Beecher’s Landis sisters return as softball assistant coaches

Former state champion sisters now back at alma mater

Beecher assistant softball coaches and sisters Margaret Landis, left, and Kate Landis.

Last summer, Margaret Landis was browsing for her first full-time job after graduating from Olivet Nazarene University when she saw an opening in the early childhood department in her native Beecher. She wasn’t quite sure she wanted to return to work in her hometown until she saw another posting – an assistant softball coaching job at Beecher High School.

That’s where Margaret, a 2020 graduate, and her sister, Kate, a 2018 graduate who now works in elementary education at Peotone, were state champion softball players. They were both on the school’s 2017 IHSA Class 2A state championship team and the 2018 runner-up squad, with Margaret also part of the school’s 2019 championship team.

The pair applied for the vacant assistant roles, and in their first seasons outside the foul lines they couldn’t have settled into their new roles under their own former head coach, Kevin Hayhurst, much easier.

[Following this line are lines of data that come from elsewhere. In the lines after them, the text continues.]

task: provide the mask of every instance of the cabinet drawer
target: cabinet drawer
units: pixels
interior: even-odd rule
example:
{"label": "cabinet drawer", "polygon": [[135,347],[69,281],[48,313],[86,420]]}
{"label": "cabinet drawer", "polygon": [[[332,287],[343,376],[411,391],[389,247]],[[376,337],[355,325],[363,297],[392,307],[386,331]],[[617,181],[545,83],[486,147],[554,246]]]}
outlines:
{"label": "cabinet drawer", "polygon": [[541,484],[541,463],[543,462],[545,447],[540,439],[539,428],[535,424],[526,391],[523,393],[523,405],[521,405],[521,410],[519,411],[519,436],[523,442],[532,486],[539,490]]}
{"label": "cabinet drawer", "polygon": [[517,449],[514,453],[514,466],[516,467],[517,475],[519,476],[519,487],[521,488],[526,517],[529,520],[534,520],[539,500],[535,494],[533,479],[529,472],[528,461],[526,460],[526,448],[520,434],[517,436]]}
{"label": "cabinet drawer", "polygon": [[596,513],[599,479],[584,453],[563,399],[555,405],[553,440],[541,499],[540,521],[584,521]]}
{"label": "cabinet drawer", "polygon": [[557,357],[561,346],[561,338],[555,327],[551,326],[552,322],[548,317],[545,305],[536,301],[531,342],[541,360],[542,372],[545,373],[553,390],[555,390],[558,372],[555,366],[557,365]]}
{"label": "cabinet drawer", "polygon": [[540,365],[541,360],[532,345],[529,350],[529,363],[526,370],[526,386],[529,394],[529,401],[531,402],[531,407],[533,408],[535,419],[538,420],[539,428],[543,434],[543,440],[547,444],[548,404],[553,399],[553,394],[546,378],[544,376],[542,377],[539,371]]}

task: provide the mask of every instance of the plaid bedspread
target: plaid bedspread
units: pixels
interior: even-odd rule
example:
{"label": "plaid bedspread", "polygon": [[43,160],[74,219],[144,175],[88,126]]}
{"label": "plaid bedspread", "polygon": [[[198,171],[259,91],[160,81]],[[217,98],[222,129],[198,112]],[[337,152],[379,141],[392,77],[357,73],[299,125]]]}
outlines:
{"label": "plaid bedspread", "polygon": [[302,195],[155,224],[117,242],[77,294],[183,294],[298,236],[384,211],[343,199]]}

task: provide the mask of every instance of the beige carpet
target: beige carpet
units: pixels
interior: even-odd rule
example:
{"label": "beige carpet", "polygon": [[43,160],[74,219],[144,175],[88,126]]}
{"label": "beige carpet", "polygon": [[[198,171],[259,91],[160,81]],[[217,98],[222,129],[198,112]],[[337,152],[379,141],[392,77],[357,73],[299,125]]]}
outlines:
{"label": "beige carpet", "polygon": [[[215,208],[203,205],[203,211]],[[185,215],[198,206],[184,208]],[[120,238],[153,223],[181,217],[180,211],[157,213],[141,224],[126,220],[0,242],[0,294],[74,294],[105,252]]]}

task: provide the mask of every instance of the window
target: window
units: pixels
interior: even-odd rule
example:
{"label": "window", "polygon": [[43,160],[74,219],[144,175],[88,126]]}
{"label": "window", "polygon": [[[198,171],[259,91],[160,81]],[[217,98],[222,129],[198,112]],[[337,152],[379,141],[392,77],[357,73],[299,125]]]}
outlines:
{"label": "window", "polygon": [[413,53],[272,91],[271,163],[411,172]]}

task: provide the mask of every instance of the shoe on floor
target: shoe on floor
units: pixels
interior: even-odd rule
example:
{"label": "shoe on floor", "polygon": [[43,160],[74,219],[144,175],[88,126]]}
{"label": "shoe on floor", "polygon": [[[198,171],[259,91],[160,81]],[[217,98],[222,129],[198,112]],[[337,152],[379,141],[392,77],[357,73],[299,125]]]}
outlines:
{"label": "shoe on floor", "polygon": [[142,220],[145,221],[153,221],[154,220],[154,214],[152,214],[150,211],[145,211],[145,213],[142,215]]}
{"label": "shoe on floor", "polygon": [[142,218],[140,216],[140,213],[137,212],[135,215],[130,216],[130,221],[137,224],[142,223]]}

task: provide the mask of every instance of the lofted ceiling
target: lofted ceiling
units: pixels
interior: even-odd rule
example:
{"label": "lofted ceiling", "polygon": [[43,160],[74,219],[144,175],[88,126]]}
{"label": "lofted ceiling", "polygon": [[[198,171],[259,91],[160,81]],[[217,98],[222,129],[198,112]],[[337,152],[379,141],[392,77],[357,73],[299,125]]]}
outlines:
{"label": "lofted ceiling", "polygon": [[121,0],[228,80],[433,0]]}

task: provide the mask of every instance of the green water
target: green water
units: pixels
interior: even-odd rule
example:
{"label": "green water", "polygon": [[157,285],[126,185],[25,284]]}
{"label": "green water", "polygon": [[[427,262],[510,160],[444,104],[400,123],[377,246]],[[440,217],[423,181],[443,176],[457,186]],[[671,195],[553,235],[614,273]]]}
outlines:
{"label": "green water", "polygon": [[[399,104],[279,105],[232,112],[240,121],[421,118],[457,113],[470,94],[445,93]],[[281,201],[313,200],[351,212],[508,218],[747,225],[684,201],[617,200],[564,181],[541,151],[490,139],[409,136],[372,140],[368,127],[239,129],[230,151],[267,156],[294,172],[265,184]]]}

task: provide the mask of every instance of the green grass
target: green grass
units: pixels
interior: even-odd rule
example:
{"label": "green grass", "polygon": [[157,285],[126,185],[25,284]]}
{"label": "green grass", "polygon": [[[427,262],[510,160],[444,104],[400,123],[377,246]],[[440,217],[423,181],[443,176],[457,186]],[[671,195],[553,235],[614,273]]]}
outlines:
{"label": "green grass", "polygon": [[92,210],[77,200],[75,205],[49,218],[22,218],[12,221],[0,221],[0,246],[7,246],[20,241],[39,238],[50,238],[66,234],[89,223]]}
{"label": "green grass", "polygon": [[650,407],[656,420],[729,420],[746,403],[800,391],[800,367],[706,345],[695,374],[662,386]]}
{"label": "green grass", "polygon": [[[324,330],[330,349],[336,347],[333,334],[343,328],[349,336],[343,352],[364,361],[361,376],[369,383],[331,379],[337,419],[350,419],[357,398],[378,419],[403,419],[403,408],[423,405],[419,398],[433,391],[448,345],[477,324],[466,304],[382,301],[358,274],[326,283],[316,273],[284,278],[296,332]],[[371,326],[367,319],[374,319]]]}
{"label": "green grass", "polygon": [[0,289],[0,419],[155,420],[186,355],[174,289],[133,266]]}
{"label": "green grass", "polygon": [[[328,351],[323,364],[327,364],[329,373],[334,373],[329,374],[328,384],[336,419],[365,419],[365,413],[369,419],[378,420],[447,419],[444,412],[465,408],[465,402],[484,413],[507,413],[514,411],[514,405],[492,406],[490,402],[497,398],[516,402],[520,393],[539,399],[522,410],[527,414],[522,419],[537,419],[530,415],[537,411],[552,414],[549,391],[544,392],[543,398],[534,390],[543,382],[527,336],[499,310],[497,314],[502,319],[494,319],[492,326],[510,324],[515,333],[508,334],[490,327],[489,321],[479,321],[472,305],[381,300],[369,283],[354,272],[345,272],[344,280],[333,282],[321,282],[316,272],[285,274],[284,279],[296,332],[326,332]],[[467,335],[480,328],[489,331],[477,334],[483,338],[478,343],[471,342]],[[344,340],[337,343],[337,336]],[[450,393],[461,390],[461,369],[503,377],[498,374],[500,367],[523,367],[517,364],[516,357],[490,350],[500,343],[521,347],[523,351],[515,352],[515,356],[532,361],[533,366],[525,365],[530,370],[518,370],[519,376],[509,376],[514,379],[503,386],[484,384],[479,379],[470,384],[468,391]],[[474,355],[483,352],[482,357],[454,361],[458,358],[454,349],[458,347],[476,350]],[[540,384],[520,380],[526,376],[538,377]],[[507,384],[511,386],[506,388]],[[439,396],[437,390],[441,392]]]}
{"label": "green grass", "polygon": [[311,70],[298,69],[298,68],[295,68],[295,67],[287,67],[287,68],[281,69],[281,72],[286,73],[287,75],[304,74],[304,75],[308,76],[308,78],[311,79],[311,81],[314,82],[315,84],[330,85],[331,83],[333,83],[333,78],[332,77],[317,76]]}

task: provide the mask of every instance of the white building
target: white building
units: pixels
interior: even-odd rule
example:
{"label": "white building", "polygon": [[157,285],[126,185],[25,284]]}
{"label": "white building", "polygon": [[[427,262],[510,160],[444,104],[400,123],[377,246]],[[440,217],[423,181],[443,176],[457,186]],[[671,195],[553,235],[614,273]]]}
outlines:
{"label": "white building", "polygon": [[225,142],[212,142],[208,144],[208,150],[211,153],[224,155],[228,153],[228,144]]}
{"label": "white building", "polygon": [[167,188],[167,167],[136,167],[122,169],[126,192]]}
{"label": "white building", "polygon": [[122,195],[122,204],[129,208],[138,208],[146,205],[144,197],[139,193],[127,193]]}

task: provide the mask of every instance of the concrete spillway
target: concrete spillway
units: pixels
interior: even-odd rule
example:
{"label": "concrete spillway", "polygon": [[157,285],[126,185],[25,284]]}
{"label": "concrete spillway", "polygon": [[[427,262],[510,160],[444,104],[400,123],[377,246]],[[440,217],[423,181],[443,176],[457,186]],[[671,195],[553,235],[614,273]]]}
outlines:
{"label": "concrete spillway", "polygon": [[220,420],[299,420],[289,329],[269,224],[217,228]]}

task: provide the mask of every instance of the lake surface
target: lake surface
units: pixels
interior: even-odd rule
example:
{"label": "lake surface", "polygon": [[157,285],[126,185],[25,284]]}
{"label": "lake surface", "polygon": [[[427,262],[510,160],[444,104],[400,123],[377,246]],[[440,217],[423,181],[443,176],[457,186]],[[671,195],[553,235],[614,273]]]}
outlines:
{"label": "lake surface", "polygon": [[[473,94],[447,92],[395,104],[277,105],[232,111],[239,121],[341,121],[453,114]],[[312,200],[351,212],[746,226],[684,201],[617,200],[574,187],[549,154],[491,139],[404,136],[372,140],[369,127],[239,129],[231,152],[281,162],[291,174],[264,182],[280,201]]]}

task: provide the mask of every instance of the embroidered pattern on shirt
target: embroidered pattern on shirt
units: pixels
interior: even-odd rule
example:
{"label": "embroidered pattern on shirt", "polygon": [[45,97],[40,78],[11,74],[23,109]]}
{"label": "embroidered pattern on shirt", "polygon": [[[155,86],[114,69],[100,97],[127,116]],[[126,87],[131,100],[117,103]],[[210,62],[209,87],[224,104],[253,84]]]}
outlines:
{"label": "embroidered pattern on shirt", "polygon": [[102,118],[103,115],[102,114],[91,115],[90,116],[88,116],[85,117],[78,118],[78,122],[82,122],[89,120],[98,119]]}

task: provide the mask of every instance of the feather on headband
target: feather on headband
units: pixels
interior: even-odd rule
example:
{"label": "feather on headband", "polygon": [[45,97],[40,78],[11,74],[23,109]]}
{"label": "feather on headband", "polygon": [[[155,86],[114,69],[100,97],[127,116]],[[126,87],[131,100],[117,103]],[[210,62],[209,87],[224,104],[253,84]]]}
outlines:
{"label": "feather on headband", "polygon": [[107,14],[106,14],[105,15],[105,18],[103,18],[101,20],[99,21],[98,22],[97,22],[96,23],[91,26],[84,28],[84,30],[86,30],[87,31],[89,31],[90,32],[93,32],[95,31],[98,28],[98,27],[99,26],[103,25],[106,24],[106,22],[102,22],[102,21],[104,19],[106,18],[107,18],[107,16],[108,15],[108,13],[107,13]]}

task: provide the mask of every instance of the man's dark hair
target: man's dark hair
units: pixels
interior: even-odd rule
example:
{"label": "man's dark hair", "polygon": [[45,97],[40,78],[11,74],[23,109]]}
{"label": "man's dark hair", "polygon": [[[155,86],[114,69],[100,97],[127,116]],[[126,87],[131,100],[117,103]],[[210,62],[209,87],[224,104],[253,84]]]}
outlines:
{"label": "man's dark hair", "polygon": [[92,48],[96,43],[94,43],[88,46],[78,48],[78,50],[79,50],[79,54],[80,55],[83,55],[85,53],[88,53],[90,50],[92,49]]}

“It feels very similar,” Margaret said. “Coach Hay has a very particular way of games and practices, conditioning, everything like that. Being back here, it’s like we never left. It just feels like home.”

“I really looked up to him as a player, so getting to coach with him makes me excited to come here every day,” Kate said. “I just love being around him in general. He was my biggest role model from sixth grade through college.”

Hayhurst, whose Bobcats have won four state titles in seven appearances since he took over in 2002-03, couldn’t be happier to have two of his former All-State stars back. Save for former assistant Carly Patkus, the Bobcats haven’t had many women in the dugout in recent years, with the recent graduates providing a fresh perspective to the program.

“It’s a big plus for our program, in terms of what they went through, how they played the game, how they can relate to the girls and let them know what’s ahead of them,” Hayhurst said. “They just got through playing in college, getting their education. It’s nice to have them back around.”

Things haven’t changed much since the girls graduated in terms of program success. At the time of writing, the Bobcats are 22-1 on the season, including an area-best 21-game winning streak to start the year. Junior pitcher Taylor Norkus said that having the Landises in the dugout has definitely played a role in that success.

“It’s really different,” Norkus said. “They relate to us so much more because they’ve played for coach [Hayhurst] before, and they have the history with winning state and everything. They’re definitely more personable to us.”

That ability to be more personable and relate as young women is something the sisters, Hayhurst and another junior pitcher, Ava Lorenzatti, all agreed on.

“We’ve never really had female coaches, and since they’re close in age with us, they’re super relatable,” Lorenzatti said. “We can talk to them about whatever, and so I think it’s just a different kind of relationship.”

Hayhurst’s daughter, Emily, graduated from Beecher with Margaret, and the longtime Beecher coach has known the sisters and their family since long before he became their coach at the grade school level. And wherever their educational and coaching paths may take them, Hayhurst knows that Kate and Margaret will be as successful as the softball program they came from.

“You knew that they’re going to be coaches,” Hayhurst said. “It’s in their blood and how they’ve been brought up. I knew they’d have long careers ahead of them as coaches because they both really enjoy it, and they’re good coaches.”